Some large pension funds are stepping up to provide capital. The Ontario Municipal Employees Retirement System, Toronto, created Borealis Infrastructure in 1999 to invest its allocation, now at C$5.6 billion of its C$48 billion in total assets. The Ontario Teachers Pension Plan, Toronto, has C$8 billion of its C$106 billion fund in infrastructure.
In the U.S., the Illinois State Board of Investment, Chicago, has allocated 5% of its $12.3 billion fund to infrastructure. The $242.7 billion California Public Employees Retirement System, Sacramento, is considering an allocation to infrastructure as a separate asset class, instead of its current practice of allowing managers to invest in infrastructure as part of their private equity funds.
This infrastructure investing allows public entities to draw on the worldwide resources, knowledge and experience in such projects of private equity firms.
But as state and local governments wake up to the potential supply of capital, they might seek to tap public pension funds for political and social reasons.

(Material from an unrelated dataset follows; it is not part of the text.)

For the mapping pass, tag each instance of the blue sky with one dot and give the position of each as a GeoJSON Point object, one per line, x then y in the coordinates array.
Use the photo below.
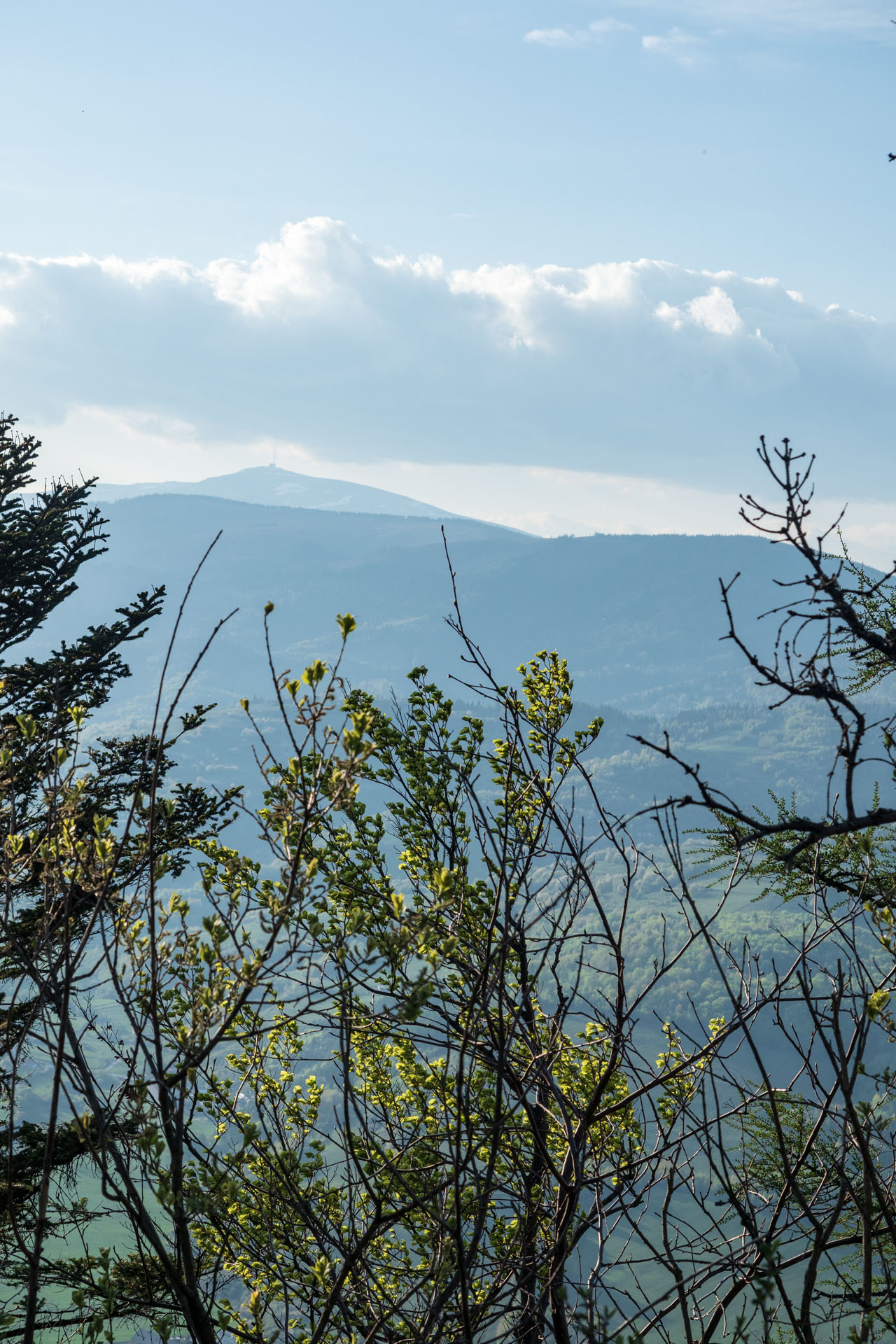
{"type": "Point", "coordinates": [718, 137]}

Pension funds will have to resist pressures to channel capital to less sound projects that couldnt compete for financing and that will result in low returns and in a less efficient allocation of resources.
More capital will bring more engineering and construction companies forward to meet the needs faster, and provide greater financial incentives to bring innovation not only to building and maintenance, but also to critical structural testing and benchmarking.
A bridge will have to be built in Minneapolis, and others are needed elsewhere, and many others must be repaired.
Pension funds and other patient investors with long-lived liabilities are ideally suited to take on the risk of such long-term assets and cash flows.